GCViT is a tool for whole genome visualization of resequencing or SNP array data, which reads data in GFF and VCF format and allows a user to compare two or more accessions to visually identify regions of similarity and difference across the reference genome. Access to data sets can be controlled through authentication.

GCViT is built on top of CViTjs, a Javascript application for viewing genomic features at the whole-genome scale. GCViT is implemented in Go. A Docker image is available. GCViT exposes an API, and can be installed as a server only, with no UI.

Williams Pedigree As Haplotype Blocks Figure 1. An example of haplotype comparisons of 6 soybean accessions.

Explore Soybean SNP data in GCViT (at SoyBase)

Getting Started

An example soybean dataset has been provided to test cvitjs. To get started, it is recommended that you use Docker.

docker run -d -p 8080:8080 legumefederation/gcvit:v1.0.0

GCViT should now be available at http://localhost:8080.


Setting up a local GCViT instance with your own data requires:

  1. Preparing the data
  2. Configuring the UI
  3. Running GCViT

Preparing the data

Reference Genome Assembly Backbone

  1. Add a GFF3 file that defines the chromosomes for the genome assembly backbone to the ui/cvitjs/data/ folder.

    An example GFF3 file is included at ui/cvitjs/data/soySnp/gm_backbone.gff.

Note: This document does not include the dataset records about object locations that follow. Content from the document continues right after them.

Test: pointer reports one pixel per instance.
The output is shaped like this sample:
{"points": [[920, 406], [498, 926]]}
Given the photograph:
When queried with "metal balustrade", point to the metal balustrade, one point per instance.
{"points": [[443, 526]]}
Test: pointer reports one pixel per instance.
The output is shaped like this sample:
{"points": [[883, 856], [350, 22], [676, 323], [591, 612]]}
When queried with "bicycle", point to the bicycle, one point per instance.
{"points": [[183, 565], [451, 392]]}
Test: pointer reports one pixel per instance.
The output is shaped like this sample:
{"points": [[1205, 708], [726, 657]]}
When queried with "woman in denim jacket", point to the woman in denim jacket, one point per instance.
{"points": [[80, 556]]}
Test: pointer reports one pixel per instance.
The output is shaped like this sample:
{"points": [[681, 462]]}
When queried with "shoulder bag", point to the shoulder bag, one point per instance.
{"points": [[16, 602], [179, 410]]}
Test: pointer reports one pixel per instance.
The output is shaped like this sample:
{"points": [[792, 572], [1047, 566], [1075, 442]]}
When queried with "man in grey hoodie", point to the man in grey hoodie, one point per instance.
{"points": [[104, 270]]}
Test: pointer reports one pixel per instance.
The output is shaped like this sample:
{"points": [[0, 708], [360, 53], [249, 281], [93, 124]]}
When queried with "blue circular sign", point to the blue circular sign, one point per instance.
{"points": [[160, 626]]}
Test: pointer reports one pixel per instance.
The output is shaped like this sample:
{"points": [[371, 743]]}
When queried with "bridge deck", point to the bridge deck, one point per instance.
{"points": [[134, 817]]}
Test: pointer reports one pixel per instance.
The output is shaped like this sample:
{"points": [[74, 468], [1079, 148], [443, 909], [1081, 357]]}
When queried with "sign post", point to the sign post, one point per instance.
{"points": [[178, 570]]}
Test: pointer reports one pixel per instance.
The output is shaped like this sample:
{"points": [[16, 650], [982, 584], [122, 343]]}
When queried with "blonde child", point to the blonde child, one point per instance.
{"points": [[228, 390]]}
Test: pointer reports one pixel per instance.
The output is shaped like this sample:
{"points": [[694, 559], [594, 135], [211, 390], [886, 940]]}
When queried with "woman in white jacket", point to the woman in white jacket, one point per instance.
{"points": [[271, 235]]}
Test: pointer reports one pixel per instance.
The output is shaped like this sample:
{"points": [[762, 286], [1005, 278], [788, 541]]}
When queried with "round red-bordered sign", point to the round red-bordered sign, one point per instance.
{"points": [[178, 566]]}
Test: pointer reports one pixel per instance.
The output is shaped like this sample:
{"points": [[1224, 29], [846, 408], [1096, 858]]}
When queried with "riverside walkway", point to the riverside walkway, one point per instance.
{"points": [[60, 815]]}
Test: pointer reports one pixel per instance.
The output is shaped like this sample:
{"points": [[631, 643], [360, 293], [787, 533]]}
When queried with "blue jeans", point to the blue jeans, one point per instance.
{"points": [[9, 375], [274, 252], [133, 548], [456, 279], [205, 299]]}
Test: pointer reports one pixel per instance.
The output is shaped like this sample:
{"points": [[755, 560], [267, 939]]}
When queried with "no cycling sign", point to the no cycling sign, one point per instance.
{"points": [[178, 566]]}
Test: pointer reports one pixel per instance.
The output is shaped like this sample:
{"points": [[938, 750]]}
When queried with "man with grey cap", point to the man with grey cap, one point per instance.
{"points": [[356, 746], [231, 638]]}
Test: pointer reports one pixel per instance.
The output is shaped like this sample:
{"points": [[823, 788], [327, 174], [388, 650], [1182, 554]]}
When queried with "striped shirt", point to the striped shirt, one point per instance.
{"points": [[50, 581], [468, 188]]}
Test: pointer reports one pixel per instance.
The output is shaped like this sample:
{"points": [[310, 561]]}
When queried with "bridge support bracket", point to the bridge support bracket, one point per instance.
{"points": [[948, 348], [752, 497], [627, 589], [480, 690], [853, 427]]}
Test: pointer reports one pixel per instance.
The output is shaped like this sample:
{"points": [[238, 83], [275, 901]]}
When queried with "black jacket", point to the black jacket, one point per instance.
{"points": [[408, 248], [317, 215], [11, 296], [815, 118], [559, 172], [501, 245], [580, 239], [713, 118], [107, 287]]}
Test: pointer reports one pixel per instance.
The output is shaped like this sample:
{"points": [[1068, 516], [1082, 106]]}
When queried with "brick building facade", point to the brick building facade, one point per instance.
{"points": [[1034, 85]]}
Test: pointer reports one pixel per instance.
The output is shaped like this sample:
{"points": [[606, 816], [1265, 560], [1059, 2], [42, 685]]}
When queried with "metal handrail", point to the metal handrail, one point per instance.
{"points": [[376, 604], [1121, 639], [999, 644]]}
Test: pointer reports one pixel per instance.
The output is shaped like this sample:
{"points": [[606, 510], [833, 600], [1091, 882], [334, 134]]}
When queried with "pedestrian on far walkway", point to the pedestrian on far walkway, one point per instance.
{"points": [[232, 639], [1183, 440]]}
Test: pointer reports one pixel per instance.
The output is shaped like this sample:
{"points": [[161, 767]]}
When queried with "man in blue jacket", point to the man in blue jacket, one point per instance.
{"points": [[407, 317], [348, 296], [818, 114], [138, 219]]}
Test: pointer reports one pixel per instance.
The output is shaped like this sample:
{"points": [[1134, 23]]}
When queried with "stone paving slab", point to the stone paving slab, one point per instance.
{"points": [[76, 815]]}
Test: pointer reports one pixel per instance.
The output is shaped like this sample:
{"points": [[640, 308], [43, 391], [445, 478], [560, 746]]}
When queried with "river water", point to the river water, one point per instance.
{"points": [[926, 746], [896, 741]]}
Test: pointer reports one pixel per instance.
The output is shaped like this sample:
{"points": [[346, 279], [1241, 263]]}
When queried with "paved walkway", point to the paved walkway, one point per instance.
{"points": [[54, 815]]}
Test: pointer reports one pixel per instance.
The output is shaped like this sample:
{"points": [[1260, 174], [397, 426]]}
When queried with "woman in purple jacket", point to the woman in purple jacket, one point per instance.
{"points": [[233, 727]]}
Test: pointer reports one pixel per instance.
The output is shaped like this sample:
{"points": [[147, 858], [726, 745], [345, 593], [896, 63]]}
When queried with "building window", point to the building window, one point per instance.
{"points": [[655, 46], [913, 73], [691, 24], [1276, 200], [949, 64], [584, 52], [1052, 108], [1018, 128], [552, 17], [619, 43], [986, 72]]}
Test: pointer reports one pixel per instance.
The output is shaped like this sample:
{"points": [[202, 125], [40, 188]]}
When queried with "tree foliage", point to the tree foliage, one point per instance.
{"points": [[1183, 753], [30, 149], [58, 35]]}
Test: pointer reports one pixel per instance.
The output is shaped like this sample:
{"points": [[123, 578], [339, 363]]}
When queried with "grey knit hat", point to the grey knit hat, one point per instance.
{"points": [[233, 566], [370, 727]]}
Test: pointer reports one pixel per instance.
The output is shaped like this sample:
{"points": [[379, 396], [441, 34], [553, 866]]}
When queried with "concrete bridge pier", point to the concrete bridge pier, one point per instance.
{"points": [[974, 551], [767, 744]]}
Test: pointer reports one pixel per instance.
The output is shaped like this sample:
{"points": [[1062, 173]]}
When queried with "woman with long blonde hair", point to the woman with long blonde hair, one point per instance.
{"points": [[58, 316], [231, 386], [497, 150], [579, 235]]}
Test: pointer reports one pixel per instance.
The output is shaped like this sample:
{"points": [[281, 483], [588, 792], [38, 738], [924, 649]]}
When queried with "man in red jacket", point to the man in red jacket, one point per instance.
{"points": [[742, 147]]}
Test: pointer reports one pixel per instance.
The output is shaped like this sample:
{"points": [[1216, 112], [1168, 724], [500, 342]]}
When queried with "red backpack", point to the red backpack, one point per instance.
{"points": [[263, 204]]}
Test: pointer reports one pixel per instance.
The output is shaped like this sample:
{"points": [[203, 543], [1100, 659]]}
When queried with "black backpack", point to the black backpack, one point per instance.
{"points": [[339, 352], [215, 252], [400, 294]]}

  2. Edit ui/cvitjs/cvit.conf, linking the GFF specified in #1 to CViTjs, and defining which CViTjs UI configuration file to use (described in CViTjs documentation).

Genotype Data Sets

Add one or more (optionally gzipped) VCF files representing genotype data to the assets/ directory.

An example dataset is included at assets/SoySNP50k_TestFile_named.vcf.gz

Configuring the API Service

Add a stanza to config/assetsconfig.yaml for each genotype data set (VCF) file to serve it from the API server, and configure other options described below.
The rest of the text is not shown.